Denied Chance To Play For BCS Title, Georgia Still Fired Up About Sugar Bowl
Richt knows this might as well be considered the first game of the 2008 season
Dec. 15, 2007
ATHENS, Ga. (AP) -- Don't tell Mark Richt that Georgia has nothing to gain and everything to lose in the Sugar Bowl.
Granted, the No. 4 Bulldogs (10-2) can expect little credit if, as expected, they knock off unbeaten Hawaii on New Year's Day. That's to be expected when a traditional powerhouse from the big, bad Southeastern Conference takes on a BCS-crashing school from the WAC.
But Richt knows this might as well be considered the first game of the 2008 season. If Georgia beats the Warriors for its seventh straight win, look for a very high ranking at the start of next season.
And a high position at the start of the year might help the Bulldogs avoid getting bumped out of the BCS title game, as they were this year.
"We have a lot to gain with this victory," Richt insisted Friday. "I think the underclassmen realize a victory here could set the stage for the future. The way the BCS is set up, it's very important where you're ranked in the preseason. I hate to say that much about it, but that's the way it is."
LSU was the lucky dog among a host of two-loss teams that felt they deserved a shot at facing No. 1 Ohio State in the BCS championship game. The Tigers were highly ranked at the start of the season and stayed in contention even while losing a pair of triple-overtime games to Kentucky and Arkansas.
Both Georgia losses came in the first half of the season, but the Bulldogs weren't as highly ranked in the early going. When they failed to qualify for the SEC championship game, losing the division title in a tiebreaker with lower-ranked Tennessee, that sealed their fate.

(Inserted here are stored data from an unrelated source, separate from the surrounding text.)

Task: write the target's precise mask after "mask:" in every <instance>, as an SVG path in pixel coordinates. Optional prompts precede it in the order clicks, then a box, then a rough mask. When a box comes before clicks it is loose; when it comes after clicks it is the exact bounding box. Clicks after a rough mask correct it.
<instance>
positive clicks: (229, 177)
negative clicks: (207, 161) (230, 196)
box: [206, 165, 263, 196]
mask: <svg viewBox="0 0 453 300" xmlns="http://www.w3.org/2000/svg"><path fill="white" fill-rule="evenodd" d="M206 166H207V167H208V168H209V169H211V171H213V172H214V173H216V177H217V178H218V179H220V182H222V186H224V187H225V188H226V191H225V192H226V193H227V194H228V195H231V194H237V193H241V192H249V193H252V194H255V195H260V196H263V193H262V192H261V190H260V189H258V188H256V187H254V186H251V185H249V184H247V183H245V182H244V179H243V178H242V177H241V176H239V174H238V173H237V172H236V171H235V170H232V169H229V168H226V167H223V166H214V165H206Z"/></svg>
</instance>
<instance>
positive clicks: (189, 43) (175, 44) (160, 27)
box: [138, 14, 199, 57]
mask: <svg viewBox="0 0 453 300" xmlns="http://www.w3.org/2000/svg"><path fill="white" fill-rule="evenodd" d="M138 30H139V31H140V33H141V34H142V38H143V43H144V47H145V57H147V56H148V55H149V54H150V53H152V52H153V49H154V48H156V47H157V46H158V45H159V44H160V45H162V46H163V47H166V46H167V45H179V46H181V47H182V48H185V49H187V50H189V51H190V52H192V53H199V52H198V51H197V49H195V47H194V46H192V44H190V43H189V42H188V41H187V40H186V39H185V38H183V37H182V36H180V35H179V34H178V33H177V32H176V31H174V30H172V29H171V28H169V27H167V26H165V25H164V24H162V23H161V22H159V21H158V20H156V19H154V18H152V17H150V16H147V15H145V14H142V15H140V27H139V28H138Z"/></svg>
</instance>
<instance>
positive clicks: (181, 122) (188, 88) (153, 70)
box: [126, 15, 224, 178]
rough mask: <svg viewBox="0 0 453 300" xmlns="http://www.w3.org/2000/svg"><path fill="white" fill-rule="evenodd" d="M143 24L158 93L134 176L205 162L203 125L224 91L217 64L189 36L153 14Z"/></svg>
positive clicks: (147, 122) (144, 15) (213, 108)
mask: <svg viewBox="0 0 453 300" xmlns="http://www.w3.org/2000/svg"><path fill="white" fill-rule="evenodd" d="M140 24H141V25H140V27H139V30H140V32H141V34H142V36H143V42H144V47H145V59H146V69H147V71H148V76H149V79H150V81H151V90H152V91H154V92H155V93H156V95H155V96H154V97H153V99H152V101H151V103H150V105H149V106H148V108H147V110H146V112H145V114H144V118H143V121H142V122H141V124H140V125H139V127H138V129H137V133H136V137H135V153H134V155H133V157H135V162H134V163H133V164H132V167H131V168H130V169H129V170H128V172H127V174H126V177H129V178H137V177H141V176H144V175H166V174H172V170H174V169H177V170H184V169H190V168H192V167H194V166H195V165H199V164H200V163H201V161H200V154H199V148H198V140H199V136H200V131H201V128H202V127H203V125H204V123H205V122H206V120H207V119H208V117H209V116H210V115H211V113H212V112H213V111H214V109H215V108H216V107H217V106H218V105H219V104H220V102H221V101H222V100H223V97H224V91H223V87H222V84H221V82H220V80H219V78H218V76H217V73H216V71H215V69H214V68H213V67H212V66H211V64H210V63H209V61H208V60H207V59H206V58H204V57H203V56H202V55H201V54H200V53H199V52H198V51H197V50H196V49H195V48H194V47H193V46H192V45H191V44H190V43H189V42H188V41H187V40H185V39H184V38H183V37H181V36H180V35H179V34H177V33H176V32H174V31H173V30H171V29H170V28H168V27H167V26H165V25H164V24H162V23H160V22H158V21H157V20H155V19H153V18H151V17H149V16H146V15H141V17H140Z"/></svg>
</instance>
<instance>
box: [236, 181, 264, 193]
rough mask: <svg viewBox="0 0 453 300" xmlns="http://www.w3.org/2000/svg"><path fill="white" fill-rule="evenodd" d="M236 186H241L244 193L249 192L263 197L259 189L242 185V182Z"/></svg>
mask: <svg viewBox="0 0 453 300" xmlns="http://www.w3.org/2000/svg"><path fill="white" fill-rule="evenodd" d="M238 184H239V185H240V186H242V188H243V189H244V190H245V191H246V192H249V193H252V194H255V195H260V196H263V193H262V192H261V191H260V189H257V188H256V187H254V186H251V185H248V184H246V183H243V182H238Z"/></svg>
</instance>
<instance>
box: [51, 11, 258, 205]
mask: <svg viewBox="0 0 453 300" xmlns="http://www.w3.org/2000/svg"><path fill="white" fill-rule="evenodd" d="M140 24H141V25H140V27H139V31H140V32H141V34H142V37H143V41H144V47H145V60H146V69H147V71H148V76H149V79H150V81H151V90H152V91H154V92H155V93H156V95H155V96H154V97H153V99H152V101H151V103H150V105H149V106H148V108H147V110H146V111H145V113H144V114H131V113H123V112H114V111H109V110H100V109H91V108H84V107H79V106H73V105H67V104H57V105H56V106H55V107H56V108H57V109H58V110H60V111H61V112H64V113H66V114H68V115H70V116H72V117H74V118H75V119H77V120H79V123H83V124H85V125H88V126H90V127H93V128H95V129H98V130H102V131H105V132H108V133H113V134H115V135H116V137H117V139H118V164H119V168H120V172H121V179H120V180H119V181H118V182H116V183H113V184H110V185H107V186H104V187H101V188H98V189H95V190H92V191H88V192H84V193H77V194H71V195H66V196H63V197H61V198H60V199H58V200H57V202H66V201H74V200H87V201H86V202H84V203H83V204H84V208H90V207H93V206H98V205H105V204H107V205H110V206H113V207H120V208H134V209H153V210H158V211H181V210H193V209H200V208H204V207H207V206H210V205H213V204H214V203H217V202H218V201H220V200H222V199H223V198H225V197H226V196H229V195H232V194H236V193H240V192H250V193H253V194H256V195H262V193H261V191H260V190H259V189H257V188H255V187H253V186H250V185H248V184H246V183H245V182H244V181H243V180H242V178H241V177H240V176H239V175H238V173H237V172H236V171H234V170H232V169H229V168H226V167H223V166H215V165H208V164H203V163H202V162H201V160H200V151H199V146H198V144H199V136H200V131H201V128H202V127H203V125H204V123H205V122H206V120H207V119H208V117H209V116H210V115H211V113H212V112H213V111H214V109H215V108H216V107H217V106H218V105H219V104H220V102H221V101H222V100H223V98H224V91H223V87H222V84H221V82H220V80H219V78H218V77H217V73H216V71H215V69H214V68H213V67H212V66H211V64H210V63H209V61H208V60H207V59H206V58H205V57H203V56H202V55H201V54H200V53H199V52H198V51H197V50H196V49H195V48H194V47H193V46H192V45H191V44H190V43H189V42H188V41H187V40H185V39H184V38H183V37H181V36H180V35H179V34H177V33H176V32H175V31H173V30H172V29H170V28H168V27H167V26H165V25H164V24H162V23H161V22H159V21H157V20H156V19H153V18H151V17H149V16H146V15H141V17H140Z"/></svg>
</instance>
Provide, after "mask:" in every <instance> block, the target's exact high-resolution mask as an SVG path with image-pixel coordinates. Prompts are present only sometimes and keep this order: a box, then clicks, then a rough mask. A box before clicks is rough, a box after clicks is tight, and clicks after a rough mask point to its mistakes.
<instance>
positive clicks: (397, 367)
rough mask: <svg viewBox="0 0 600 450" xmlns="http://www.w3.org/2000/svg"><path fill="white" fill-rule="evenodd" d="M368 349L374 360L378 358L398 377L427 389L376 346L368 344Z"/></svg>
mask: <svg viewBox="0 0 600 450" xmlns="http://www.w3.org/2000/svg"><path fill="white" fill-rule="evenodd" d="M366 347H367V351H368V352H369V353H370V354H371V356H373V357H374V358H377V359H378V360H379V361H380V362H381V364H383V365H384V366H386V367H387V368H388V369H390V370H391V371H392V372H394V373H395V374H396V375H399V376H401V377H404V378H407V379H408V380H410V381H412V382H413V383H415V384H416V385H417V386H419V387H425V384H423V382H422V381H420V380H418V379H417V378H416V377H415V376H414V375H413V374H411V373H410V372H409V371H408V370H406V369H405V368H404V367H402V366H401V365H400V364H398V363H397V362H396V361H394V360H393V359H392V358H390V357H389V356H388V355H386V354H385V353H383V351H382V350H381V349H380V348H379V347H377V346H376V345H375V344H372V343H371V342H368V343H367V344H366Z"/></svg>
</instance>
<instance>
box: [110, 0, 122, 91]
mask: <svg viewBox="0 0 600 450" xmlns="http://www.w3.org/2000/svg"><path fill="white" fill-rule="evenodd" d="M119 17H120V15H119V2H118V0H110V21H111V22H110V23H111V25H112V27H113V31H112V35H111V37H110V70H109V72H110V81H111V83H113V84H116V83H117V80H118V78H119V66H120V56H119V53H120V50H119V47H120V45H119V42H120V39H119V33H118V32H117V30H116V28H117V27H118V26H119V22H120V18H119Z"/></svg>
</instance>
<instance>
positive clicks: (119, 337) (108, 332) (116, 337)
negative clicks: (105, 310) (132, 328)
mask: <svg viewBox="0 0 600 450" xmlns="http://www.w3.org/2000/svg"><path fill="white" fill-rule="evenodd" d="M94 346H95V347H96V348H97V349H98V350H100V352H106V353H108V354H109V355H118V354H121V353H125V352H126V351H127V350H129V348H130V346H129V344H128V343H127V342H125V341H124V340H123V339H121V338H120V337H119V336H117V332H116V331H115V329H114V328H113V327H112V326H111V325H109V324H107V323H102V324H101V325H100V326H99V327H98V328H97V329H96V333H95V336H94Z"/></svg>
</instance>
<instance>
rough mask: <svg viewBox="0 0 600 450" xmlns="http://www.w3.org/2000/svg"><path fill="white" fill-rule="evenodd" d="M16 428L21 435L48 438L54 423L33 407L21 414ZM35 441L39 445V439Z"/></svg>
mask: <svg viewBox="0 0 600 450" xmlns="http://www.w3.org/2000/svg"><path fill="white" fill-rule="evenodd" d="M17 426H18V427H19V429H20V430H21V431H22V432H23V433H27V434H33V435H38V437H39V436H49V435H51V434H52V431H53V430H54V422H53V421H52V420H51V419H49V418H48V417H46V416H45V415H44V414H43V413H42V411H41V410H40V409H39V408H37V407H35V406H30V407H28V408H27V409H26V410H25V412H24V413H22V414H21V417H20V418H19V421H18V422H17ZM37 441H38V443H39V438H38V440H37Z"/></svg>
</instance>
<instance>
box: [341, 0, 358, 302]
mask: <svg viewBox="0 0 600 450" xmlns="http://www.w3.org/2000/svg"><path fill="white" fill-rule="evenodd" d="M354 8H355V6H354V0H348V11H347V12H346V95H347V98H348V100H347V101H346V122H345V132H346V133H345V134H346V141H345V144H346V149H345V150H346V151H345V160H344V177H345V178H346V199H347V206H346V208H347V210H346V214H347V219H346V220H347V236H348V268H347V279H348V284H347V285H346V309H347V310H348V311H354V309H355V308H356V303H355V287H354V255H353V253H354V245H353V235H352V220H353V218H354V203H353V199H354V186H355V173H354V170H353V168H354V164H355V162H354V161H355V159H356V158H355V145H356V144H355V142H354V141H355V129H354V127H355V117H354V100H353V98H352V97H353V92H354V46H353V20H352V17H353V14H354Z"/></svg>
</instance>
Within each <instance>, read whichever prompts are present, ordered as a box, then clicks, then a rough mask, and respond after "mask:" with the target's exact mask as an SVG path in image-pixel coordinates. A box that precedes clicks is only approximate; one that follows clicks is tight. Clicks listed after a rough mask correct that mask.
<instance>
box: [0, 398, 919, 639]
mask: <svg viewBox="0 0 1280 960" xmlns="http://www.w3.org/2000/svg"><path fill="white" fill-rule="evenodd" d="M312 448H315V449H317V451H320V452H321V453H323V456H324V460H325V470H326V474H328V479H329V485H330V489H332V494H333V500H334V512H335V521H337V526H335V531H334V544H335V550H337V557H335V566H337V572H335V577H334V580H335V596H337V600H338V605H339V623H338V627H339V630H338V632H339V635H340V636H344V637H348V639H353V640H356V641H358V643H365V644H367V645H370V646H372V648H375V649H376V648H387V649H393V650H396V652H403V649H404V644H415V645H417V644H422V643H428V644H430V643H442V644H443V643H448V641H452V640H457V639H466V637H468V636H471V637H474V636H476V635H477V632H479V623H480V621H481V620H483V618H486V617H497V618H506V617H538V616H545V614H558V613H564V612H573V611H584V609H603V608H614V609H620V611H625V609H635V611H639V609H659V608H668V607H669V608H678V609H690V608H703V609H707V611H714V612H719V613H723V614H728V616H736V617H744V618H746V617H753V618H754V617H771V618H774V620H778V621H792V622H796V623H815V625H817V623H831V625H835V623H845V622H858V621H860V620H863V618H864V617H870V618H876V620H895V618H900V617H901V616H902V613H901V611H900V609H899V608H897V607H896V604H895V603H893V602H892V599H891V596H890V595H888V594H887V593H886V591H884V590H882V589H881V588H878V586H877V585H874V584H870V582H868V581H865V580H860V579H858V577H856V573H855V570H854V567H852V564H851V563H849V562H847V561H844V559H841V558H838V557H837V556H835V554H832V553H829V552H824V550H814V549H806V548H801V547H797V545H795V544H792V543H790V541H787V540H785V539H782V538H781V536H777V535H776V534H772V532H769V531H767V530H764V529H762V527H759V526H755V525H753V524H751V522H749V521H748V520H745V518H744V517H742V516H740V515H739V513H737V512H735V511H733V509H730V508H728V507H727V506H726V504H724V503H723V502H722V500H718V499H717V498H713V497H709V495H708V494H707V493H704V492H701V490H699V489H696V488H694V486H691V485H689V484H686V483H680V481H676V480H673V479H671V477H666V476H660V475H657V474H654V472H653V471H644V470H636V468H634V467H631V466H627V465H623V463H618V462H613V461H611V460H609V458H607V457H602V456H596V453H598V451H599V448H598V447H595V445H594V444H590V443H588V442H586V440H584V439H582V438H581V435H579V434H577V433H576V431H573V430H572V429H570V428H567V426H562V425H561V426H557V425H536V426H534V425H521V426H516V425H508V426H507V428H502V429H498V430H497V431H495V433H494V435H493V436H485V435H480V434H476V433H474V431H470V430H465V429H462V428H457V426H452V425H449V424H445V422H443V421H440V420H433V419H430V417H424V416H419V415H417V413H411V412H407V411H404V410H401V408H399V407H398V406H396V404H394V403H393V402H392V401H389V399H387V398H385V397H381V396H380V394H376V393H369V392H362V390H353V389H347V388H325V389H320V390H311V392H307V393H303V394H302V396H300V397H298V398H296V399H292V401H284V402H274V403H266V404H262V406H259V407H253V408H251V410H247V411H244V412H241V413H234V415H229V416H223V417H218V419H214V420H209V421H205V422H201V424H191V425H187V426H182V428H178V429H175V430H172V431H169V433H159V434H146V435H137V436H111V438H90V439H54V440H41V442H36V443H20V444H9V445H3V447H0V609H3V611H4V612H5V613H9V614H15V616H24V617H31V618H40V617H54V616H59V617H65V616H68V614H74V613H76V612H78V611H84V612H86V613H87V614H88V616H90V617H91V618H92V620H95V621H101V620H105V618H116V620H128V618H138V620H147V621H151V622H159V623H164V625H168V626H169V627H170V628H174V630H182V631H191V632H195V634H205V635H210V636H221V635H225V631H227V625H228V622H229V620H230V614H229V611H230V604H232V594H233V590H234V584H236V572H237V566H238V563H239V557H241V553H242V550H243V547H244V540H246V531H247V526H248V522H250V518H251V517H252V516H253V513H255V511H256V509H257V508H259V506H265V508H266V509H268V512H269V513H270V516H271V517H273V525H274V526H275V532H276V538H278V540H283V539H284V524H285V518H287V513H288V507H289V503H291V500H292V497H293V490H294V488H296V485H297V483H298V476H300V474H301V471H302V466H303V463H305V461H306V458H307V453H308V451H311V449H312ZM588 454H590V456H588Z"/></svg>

Senior Marcus Howard wants to leave something for his alma mater in its final game -- a better shot at winning the national title next season. The Bulldogs have plenty of talent returning next season, including quarterback Matthew Stafford and running back Knowshon Moreno.
"We want to set the guys up for next year," Howard said. "If we win, we'll definitely be top three to start next year with all the guys we've got coming back."
While Hawaii's emergence has been compared to Boise State's run a year ago, Richt is more likely to remind his players of what happened at the end of the 2005 season. Georgia won its second SEC title in four years and was heavily favored to beat Big East champion West Virginia in the Sugar Bowl -- especially since it was played at the Georgia Dome while New Orleans recovered from Hurricane Katrina.
Instead, the Mountaineers raced to a big lead in the opening quarter and held off the Bulldogs 38-35.
"No one gave them much of a chance to win that game," center Fernando Velasco recalled. "But they beat us pretty handily. We don't want it to happen again."
The high-scoring Warriors, led by former Falcons coach June Jones, hope to pull off another Boise State-type performance. The Broncos knocked off Oklahoma in a thrilling Fiesta Bowl to complete an unbeaten season and prove the little guys can keep up with the power leagues.
Georgia, a touchdown favorite, wants to avoid the same fate as the Sooners.
"I'm not sure we have much to prove," running back Thomas Brown said. "All the media hype says Georgia should win. If we win, we're not going to get much credit for it. But if we lose, we'll surely hear about it."
While Hawaii may have a bit of a motivational edge, the Bulldogs will be playing with a chip on their shoulder, too. They felt as worthy as anyone else of getting a shot at the national title.
"We've still got that little ache in our stomach about not being able to go for the national championship," Howard said. "We thought we should have moved up to No. 2, but it didn't happen."